Mereka kini duduk di sebuah kursi panjang yang tersedia, bang Feri pun terlihat penasaran mengenai apa yang ingin disampaikan oleh Ilham dan teman-temannya itu.
"Jadi, apa yang mau lu-lu pada omongin sama gue? Penting atau enggak?" tanya Feri.
"Eee kita..." Choky menghentikan ucapannya saat Ilham menepuk pundaknya dari samping.
"Biar gue aja yang bicara sama bang Feri," pinta Ilham.
"Oh oke! Bang, teman gue ini yang mau bicara sama lu." ucap Choky.
"Yaudah, bicara aja cepet!" ujar bang Feri.
"Jadi gini bang, kita itu dari geng black jack. Kita butuh sosok seperti abang, buat backing geng kita ini bang." jelas Ilham.
"Backing geng kalian? Apa untungnya buat gue?" tanya bang Feri.
"Eee apapun yang lu mau, kita pasti bakal turutin." jawab Ilham.
"Yakin lu?" tanya bang Feri.
"Ya-yakin bang!" jawab Ilham agak gugup.
"Oke! Kalo gitu gue minta kalian buat pergi dari sini, gue bakal kabarin ke Choky kalau gue udah nemu jawabannya!" ucap Feri.
"Tapi bang, lu bisa kan buat jadi backing kita?
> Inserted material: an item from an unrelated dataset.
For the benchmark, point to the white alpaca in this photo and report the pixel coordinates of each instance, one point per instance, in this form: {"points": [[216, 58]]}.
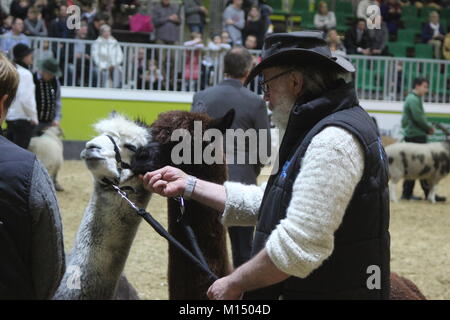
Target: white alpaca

Soalnya kita butuh banget orang kayak lu, supaya geng kita bisa ditakutin banyak orang dan disegani." ucap Ilham.
"Apa maksud lu? Lu pengen gue bantu kalian buat nyerang orang-orang gitu?" ujar Feri.
"Eee enggak bang, ki-kita..."
"Halah anjing lu! Emang lu pikir gue orang yang kayak gitu? Lu salah bro, mending lu semua pergi sana dan jangan harap gue bakal mau backing kalian! Dari dulu gue itu benci sama geng motor berandalan seperti kalian!" potong Feri.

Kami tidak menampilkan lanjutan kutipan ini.